CLAUDIO ANGELO
Editor de Ciência da Folha de S.Paulo
O Brasil é um dos países que têm proporcionalmente menos territórios indígenas e áreas protegidas na Amazônia, segundo mapa que será publicado nesta semana por uma rede de 11 ONGs sul-americanas.
São 39,6% da Amazônia brasileira sob proteção na forma de terras indígenas e unidades de conservação de vários tipos, contra 56% da Amazônia colombiana, 79,7% da equatoriana e 71,5% da venezuelana. Somente o Peru destina uma proporção menor de sua selva às reservas florestais e às comunidades indígenas: 34,9%.
O mapa, produzido pela Raisg (Rede Amazônica de Informação Socioambiental Georreferenciada), é o primeiro a localizar as áreas protegidas e os territórios indígenas dos nove países amazônicos.
Considerando só este último quesito, o Brasil também fica atrás dos vizinhos: 50,6% da Amazônia colombiana, 25,7% da boliviana e 65% da equatoriana são indígenas.
Em números absolutos não há como comparar a extensão dessas terras com a fatia proporcionalmente menor sob proteção no Brasil --país que tem 64,3% da Amazônia. "Dos 3,2 milhões de quilômetros quadrados de áreas protegidas na Amazônia, 1,9 milhão estão no Brasil", diz o antropólogo Beto Ricardo, do ISA (Instituto Socioambiental), que coordenou a montagem do mapa.
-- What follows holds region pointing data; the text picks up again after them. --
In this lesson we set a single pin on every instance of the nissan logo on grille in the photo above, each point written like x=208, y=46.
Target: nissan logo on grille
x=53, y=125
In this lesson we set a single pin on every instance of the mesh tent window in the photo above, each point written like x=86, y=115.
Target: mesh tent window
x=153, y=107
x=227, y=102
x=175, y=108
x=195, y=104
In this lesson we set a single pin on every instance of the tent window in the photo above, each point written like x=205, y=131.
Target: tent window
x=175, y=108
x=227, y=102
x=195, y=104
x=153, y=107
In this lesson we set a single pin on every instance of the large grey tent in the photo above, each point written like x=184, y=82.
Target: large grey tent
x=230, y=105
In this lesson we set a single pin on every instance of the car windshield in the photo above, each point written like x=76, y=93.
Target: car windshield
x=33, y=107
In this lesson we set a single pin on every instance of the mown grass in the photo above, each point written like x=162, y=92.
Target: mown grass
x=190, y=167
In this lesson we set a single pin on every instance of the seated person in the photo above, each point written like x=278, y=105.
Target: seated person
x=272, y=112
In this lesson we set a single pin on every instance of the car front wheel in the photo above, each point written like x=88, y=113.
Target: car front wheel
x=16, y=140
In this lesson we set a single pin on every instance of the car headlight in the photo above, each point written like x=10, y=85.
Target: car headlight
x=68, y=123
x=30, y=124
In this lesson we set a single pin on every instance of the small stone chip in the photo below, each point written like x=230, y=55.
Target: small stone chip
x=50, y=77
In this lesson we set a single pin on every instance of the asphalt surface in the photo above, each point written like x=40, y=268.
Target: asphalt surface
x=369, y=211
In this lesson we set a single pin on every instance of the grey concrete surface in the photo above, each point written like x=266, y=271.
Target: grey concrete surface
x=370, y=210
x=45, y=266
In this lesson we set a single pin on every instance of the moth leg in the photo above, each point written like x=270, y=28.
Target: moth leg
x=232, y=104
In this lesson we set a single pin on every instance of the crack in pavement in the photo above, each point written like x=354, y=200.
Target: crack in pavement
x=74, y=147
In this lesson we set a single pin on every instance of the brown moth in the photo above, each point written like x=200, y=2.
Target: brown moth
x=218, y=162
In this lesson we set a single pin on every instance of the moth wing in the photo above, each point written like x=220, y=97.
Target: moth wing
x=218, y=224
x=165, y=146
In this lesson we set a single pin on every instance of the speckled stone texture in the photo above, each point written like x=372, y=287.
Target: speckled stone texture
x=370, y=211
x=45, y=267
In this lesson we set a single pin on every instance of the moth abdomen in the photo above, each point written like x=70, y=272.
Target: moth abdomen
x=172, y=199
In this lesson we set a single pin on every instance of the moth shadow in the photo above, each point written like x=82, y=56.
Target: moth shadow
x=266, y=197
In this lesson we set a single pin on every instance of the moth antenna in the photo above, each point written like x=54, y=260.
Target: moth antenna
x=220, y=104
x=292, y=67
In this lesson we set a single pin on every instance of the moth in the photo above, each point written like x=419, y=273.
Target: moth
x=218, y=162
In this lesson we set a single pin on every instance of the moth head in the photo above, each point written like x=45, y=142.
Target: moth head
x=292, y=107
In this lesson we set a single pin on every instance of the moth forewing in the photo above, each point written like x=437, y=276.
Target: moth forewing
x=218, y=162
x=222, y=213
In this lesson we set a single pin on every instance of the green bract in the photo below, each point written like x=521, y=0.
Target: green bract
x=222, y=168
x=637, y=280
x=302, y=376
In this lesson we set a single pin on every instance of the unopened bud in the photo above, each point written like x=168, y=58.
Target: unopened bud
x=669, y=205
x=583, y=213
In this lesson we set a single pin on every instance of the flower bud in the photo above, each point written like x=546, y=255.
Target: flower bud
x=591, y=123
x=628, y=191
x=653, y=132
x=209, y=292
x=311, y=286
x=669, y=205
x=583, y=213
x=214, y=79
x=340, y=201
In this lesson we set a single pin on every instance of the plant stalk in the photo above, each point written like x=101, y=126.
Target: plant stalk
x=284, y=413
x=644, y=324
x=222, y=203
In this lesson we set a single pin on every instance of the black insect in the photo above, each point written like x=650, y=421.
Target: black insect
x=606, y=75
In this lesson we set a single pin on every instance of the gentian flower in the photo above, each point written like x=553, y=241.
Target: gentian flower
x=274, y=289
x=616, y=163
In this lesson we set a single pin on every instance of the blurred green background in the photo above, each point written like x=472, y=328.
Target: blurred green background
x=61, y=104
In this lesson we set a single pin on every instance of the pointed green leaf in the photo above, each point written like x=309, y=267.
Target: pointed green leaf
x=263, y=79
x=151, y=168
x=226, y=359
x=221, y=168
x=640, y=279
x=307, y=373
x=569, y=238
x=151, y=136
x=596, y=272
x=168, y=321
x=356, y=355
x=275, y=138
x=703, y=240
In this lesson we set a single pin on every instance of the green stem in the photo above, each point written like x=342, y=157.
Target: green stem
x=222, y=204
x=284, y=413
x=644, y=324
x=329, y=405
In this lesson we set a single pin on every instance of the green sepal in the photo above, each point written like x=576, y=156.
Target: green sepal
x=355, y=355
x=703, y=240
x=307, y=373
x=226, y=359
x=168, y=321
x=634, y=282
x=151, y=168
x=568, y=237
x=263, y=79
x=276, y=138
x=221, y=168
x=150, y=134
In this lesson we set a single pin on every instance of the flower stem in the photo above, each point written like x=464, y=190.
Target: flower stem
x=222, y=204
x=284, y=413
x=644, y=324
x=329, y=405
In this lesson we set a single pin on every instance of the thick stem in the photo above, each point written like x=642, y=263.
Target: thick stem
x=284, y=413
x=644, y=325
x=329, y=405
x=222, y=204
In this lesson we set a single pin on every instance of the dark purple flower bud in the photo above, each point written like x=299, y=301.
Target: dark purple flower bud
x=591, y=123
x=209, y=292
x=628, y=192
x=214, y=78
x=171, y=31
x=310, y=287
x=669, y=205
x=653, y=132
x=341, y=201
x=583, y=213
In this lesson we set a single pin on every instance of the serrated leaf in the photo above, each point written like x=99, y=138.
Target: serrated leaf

Porém, o trabalho revela que alguns países da região têm mantido a sua porção amazônica razoavelmente protegida, o que, em alguns casos, significa uma proporção grande do território nacional.
Na Colômbia, por exemplo, toda a Amazônia (que representa 43,3% do país) é considerada "reserva florestal" -embora apenas 13% estejam efetivamente em áreas protegidas. São 240 mil quilômetros quadrados em terras indígenas.
A situação do Equador é ainda mais simbólica. As terras indígenas amazônicas reconhecidas pelo governo correspondem a 30% da área do país. No Brasil, todas as terras indígenas, somadas, respondem por 13% da área nacional, número que o ministro Mangabeira Unger (Assuntos Estratégicos) já disse considerar alto demais.
"No Equador, o processo de reconhecimento oficial de territórios indígenas na Amazônia é menos burocrático que no Brasil", diz Beto Ricardo. "A região é praticamente toda ocupada por povos indígenas e, ao reconhecer seus direitos, o governo já excluiu as propriedades privadas existentes."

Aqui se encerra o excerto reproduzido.